View of Victoria Hospital, Second Series 1969–71
The windows in Greg Curnoe’s new studio at 38 Weston Street gave him a view across the Thames River in London, Ontario, to Victoria Hospital. Not only was this the dominant feature on the landscape, it was the place where he and so many of his family and friends had been born or had died, and he began four series on the subject. The first was the monumental View of Victoria Hospital, First Series: #1–6. This work, the second series, was produced just after the first was finished, and the third (two sound recordings, 1969) and fourth (two sketches for the second series glued together) completed his multimedia exploration of the view of the building.
View of Victoria Hospital, Second Series is a painted depiction of the view from two panes of a studio window, accompanied by a tape that plays through speakers inserted at the top corners of the painting and an eight-page text typed in the uppercase letters Curnoe favoured. The text, keyed to the numbers on the painting, records the time and date of sights from his window during the two years it took to complete the work. In effect, the text is a journal with daily observations—the lights he saw at night; the birds and insects that flew by; the clouds he viewed; the windows of the rooms where artist Jack Chambers (1931–1978), his father, and others were patients; and the cars and steam shovels that passed by—recorded with painstaking particularity.
The bright, flat colours in this work are arbitrarily chosen.
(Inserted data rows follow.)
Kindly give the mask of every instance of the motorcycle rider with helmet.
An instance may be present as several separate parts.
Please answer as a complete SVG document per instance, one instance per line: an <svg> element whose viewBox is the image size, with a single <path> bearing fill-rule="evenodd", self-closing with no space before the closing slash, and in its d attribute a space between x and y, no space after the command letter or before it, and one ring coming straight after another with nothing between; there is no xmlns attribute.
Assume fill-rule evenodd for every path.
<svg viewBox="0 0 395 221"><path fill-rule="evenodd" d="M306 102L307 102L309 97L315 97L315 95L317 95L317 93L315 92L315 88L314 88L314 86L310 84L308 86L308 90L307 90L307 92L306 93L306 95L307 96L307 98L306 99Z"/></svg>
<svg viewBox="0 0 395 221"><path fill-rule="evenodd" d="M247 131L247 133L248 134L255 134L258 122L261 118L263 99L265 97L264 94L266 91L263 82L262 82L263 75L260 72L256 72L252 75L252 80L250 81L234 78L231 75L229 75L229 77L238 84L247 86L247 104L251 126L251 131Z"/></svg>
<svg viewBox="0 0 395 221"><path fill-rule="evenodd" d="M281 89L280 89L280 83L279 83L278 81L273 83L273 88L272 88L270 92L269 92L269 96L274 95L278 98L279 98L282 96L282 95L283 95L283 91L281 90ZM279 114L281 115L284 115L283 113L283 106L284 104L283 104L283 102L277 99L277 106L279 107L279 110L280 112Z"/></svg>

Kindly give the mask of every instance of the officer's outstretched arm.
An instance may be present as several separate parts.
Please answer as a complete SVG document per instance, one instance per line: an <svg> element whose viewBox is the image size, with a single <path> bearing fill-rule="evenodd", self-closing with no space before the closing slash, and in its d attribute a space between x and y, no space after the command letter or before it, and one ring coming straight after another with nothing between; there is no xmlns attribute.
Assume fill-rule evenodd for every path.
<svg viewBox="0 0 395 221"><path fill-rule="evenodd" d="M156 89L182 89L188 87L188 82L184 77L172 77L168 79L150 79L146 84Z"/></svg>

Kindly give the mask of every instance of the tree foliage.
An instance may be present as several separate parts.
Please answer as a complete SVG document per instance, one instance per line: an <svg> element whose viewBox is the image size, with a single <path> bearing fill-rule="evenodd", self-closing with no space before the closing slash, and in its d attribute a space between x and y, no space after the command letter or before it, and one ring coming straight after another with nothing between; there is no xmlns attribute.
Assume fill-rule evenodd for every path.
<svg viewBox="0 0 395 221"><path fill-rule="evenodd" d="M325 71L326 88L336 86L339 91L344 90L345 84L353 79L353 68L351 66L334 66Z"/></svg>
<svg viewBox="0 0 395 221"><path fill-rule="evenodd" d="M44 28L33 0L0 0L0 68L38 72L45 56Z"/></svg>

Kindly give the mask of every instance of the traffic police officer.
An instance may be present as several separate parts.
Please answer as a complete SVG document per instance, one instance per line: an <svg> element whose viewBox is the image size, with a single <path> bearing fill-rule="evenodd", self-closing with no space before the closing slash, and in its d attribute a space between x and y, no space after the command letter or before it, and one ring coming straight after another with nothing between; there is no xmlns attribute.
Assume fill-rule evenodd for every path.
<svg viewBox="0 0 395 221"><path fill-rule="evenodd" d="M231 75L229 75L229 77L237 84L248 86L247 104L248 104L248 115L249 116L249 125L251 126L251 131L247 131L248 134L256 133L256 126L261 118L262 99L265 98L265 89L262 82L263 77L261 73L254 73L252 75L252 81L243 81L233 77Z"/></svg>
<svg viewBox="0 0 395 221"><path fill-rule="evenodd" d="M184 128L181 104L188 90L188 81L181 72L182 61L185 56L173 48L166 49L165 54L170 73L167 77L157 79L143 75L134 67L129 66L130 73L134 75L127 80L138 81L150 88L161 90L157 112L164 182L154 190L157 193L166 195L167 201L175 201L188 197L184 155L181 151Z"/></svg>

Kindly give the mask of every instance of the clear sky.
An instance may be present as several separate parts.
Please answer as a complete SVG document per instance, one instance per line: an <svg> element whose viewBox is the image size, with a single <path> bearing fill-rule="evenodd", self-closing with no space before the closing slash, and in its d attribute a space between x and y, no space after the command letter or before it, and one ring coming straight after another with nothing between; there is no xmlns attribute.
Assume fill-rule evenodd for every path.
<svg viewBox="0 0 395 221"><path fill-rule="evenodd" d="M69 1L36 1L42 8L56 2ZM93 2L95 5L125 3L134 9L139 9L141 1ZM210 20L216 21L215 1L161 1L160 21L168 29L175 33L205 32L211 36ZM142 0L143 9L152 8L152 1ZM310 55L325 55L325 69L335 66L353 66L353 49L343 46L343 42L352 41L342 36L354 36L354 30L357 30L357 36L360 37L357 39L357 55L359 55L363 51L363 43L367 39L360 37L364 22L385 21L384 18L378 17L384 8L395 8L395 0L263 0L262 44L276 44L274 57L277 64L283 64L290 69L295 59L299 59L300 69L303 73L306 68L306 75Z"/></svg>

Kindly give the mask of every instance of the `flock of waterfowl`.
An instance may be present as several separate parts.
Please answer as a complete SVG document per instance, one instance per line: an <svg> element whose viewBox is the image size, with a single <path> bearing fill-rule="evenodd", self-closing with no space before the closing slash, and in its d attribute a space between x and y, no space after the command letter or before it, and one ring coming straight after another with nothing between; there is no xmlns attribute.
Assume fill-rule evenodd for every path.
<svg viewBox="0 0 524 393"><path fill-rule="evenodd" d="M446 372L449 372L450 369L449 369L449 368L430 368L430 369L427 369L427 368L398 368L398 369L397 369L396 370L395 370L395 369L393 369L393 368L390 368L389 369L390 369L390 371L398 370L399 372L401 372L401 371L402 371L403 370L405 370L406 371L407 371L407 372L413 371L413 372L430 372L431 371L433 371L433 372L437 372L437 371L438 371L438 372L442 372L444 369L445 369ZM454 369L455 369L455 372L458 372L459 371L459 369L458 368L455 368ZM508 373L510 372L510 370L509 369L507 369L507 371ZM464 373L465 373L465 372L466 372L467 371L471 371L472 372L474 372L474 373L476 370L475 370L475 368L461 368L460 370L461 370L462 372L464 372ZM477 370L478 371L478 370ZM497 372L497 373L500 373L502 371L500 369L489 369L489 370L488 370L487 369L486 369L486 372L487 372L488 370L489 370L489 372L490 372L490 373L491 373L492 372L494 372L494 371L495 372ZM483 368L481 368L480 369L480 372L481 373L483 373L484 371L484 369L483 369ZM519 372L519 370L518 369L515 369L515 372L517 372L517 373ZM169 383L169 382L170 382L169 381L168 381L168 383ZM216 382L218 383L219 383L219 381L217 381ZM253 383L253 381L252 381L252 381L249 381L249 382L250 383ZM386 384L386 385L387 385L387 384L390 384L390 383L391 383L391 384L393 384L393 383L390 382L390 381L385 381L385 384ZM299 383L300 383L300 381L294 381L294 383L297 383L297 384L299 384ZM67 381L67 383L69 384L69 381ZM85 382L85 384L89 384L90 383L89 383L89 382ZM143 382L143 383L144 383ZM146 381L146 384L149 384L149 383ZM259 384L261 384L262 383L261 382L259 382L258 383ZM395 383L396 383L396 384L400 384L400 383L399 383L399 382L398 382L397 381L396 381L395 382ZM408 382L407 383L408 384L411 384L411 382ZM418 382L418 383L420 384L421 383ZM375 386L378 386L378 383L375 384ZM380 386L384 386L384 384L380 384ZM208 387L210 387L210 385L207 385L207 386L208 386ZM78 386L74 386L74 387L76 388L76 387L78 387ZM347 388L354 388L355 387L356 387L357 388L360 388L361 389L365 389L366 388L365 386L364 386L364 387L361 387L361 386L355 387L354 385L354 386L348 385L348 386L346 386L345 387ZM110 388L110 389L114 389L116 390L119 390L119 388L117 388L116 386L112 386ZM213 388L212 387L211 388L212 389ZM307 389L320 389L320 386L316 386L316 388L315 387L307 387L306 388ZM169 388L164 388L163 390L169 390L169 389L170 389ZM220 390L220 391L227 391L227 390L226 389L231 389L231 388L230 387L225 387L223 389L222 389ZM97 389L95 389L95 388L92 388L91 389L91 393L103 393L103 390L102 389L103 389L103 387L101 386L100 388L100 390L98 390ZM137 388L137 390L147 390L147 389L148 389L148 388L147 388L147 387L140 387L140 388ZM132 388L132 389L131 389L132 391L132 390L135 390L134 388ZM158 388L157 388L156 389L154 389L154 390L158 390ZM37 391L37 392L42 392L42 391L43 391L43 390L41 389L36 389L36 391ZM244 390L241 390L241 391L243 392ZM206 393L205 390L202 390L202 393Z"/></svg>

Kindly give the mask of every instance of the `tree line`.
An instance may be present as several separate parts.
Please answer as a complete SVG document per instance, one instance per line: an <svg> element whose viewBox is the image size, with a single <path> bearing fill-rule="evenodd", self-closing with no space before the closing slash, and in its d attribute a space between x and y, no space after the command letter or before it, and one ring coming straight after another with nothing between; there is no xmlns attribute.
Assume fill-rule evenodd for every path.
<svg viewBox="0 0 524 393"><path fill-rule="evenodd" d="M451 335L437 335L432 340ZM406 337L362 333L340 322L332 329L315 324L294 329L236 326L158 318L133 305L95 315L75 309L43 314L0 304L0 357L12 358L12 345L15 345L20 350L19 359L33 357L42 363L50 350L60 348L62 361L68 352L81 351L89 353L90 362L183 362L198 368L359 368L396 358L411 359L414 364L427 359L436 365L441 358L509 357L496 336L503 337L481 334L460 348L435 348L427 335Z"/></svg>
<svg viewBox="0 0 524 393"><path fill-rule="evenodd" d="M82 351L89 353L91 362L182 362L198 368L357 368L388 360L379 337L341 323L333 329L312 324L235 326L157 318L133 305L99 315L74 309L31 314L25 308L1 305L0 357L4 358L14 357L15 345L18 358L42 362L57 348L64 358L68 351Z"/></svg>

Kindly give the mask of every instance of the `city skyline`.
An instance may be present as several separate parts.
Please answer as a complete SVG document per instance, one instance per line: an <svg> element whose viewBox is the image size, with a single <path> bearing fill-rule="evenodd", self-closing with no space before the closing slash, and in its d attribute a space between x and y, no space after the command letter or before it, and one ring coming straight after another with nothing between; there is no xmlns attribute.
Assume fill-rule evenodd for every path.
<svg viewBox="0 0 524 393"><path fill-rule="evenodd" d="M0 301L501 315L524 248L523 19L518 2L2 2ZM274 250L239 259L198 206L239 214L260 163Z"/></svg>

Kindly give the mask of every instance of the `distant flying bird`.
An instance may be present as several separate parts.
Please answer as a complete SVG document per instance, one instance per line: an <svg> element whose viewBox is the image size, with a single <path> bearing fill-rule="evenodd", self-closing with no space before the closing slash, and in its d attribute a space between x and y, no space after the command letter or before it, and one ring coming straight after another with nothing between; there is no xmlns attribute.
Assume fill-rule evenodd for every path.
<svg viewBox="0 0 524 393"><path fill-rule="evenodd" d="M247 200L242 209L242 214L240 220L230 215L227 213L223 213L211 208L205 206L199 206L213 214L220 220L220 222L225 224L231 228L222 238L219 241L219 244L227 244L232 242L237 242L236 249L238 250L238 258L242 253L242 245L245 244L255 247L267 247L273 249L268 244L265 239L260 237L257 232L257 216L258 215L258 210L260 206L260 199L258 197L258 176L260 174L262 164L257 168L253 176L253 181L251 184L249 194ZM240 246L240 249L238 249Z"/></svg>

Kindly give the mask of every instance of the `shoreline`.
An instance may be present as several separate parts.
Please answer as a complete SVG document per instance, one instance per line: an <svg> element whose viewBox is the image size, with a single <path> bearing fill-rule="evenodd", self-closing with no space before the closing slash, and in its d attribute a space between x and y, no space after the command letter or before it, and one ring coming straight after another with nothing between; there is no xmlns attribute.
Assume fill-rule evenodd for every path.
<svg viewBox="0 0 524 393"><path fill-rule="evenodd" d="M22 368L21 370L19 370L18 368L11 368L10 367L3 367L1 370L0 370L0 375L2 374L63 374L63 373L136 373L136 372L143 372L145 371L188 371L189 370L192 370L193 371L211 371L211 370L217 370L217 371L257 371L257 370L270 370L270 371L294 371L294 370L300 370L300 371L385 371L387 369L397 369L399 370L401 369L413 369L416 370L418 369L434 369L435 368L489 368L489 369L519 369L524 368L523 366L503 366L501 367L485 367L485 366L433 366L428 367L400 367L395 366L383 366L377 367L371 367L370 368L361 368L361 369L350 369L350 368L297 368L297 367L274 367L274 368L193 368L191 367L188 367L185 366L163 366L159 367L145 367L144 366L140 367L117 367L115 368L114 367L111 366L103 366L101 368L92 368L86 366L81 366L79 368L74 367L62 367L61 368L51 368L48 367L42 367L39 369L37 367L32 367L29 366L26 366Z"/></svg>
A blue Bromo-Seltzer bottle hangs on the inside of the window frame, and the mullion, which Curnoe almost forgot to add, divides the painting from top to bottom. The effect for the viewer, moving back and forth in front of the very large painting, is an experience on three levels simultaneously—reading, looking, and listening.
Chambers painted his own version of Victoria Hospital, which he had photographed from the roof of Curnoe’s studio. At first, the two painted their works back to back in Curnoe’s studio, but Chambers, weakened by leukemia, had to complete his painting in his own studio. What resulted were two very different approaches to a “regionalist” subject.